その様子を見た貴族の大半は、ローレシアに対して同情的だった。その筆頭が第4王子アルフレッドだ。
「ローレシア、いつも兄上がすまない」
「そんな滅相もございません。わたくしごときに王族が謝罪する必要などございませんので、頭をお上げください、アルフレッドさま」
「ローレシア・・・君のそんな表情を見ているのが僕にはとてもつらい。もし君が兄上の婚約者でなければどんなに良かったことか」
「お気遣いありがとう存じます。でもご心配には及びません。来年にはエリオットさまとの婚姻を結びますので、そうなれば少しは落ち着かれると思います」
「果たしてそうだろうか。兄上ではローレシアを幸せにはできない。できることならこの僕が、」
「あ、アルフレッドさま・・・それを口にされては困ります。誰かに聞かれでもしたら、あらぬ噂が流れてしまいます」
「・・・そ、そうであったな。すまない」
貴族の大半がローレシアを支持していたとしても、だからと言って第3王子の女遊びを止めさせられる者はいない。逆にこの状況を利用して、ローレシアを排除しようとする者が現れてもおかしくはない。それが貴族社会なのだ。

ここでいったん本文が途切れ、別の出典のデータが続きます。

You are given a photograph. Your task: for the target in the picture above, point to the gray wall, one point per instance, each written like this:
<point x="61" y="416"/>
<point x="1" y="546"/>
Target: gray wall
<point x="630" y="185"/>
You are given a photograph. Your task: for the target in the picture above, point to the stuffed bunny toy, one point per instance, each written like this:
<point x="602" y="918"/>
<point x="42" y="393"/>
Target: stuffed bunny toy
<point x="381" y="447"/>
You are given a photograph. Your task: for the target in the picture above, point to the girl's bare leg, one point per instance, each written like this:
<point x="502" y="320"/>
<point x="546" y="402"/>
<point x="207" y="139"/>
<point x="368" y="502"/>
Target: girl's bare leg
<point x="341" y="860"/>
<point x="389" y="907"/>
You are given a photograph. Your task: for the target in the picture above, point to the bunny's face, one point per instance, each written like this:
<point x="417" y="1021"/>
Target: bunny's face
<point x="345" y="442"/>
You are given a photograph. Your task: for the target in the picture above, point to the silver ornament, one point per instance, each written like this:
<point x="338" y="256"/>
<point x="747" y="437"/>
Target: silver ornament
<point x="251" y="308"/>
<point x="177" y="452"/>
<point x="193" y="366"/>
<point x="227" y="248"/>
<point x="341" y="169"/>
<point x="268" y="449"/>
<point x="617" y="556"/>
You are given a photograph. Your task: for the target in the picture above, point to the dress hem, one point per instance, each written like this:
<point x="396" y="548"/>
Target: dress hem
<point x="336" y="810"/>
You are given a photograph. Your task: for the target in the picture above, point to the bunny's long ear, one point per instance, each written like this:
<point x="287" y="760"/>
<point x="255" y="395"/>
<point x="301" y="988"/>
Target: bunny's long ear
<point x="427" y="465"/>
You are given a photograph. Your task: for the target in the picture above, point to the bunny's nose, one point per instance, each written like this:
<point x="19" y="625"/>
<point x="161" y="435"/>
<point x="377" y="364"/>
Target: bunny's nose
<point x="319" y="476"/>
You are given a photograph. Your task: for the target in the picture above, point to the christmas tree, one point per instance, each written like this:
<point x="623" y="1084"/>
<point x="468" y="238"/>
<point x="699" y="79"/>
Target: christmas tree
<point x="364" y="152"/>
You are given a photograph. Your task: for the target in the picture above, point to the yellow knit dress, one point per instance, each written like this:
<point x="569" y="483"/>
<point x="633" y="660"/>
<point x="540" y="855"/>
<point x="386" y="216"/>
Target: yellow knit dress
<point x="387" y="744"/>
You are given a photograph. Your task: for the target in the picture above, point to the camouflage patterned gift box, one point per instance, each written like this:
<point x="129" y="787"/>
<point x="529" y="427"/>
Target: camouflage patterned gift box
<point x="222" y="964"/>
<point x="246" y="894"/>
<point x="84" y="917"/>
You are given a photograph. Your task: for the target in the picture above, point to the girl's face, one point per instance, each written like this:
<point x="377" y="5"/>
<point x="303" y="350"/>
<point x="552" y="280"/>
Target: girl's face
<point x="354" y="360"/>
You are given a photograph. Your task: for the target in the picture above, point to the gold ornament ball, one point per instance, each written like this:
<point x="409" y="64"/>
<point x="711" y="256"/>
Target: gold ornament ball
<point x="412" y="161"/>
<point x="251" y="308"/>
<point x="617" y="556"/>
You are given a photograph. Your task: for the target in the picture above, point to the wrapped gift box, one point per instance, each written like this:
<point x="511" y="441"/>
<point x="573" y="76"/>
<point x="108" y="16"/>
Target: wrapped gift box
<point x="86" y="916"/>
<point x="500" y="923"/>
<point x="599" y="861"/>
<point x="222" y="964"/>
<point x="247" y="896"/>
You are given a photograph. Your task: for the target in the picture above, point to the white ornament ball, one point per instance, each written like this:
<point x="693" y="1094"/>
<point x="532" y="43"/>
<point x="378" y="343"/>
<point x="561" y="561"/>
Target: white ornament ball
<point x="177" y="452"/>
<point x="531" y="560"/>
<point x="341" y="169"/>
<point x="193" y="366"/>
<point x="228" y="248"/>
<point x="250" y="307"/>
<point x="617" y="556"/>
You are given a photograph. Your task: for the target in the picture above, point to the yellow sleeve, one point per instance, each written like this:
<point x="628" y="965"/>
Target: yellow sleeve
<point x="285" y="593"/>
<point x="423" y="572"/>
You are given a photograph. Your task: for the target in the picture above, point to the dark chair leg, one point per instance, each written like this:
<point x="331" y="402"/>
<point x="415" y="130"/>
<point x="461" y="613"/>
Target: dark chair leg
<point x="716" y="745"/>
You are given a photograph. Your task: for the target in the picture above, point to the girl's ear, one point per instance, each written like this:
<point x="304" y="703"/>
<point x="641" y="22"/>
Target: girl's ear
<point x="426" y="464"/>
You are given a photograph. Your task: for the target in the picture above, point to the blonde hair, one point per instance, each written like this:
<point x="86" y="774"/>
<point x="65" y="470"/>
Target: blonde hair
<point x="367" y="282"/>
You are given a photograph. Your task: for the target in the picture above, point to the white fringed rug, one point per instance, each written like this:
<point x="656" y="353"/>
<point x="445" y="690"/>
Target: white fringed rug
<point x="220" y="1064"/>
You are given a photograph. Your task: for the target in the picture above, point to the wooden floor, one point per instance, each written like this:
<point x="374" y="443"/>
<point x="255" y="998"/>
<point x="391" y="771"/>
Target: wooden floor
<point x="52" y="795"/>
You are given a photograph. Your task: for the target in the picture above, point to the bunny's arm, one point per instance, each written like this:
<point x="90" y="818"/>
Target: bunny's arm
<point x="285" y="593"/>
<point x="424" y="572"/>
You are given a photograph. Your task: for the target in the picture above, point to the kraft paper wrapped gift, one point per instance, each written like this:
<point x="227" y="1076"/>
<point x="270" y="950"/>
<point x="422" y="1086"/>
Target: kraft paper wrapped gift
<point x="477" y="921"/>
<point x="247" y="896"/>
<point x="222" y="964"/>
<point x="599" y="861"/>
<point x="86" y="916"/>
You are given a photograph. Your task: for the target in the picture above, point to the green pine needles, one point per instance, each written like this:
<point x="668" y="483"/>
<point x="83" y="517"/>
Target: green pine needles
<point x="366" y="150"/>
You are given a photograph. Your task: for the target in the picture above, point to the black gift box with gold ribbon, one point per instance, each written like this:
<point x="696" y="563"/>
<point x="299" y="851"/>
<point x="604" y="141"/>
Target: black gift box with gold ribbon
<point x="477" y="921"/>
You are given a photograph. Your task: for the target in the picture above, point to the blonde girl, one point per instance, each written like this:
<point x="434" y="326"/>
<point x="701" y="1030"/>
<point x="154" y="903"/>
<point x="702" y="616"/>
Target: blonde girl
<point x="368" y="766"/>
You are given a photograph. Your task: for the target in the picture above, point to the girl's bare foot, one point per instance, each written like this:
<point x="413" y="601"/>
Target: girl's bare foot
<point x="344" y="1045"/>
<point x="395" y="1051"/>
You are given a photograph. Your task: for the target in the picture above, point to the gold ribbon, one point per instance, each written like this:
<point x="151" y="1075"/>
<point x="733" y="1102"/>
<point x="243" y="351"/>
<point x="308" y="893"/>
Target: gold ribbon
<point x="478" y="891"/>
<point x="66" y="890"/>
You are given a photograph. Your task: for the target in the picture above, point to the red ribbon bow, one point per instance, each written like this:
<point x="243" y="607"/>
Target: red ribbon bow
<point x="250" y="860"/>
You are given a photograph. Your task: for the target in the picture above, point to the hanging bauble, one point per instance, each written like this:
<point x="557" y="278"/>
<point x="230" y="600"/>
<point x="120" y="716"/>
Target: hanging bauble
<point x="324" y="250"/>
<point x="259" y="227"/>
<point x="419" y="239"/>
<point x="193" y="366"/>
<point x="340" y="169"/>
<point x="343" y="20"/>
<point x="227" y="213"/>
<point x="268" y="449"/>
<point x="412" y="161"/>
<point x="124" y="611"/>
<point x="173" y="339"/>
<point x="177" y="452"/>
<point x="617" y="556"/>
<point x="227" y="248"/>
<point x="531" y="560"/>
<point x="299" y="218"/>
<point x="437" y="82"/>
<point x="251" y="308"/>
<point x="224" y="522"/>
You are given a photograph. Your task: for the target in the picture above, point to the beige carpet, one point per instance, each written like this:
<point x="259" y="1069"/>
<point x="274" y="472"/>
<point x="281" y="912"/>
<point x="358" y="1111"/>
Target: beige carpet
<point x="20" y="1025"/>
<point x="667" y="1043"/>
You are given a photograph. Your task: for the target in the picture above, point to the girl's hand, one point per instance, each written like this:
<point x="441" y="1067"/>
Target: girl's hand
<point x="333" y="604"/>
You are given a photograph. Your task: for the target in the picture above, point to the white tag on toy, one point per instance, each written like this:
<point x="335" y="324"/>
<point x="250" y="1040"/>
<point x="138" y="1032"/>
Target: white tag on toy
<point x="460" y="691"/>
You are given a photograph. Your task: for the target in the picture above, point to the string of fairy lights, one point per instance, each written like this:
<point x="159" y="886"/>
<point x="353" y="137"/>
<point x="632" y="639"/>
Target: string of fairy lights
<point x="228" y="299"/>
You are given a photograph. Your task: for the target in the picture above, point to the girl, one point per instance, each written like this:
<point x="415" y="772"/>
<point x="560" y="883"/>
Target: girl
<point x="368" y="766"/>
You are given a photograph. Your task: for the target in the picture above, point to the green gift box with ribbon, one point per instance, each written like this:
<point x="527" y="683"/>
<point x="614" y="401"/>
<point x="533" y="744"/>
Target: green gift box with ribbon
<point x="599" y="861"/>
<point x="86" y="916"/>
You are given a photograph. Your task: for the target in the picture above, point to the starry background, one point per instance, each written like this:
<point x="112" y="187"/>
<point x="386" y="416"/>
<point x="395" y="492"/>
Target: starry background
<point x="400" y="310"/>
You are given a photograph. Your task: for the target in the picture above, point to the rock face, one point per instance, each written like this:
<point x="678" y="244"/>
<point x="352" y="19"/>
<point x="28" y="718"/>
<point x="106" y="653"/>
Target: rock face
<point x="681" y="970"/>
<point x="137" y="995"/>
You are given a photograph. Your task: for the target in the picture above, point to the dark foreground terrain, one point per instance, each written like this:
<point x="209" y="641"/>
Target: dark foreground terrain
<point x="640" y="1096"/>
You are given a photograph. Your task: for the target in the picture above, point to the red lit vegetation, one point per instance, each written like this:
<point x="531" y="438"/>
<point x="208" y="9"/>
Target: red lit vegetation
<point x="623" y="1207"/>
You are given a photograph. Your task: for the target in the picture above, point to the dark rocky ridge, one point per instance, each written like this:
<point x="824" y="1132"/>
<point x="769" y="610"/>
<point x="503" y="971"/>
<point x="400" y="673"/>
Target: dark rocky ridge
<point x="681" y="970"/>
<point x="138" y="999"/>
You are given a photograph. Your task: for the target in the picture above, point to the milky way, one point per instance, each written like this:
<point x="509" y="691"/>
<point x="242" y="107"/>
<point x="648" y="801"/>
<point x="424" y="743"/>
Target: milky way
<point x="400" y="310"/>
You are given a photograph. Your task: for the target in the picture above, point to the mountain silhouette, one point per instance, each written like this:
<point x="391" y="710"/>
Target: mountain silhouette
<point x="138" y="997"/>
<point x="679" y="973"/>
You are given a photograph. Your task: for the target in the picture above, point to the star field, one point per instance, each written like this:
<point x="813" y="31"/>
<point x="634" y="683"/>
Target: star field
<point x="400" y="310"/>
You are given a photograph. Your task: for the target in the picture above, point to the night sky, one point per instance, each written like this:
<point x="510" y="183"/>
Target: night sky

キュベリー公爵家はアスター侯爵家よりも歴史が浅い新興貴族であったが、権謀術数に優れていて何代かの当主を経る間に王国での権力が拡大し、ついには公爵にまで登りつめた家門であった。
そして現在の王太子である第1王子の正妻として、キュベリー公爵家の長女がしっかりと納まり、少なくとも次世代までの権力基盤は約束されていた。
だからローレシアと第3王子との婚姻などで公爵家の権勢に陰りが出るわけでもなく、アスター侯爵家など無視していても、別におかしくないはずだった。
だが、あの出来事が起きてしまう。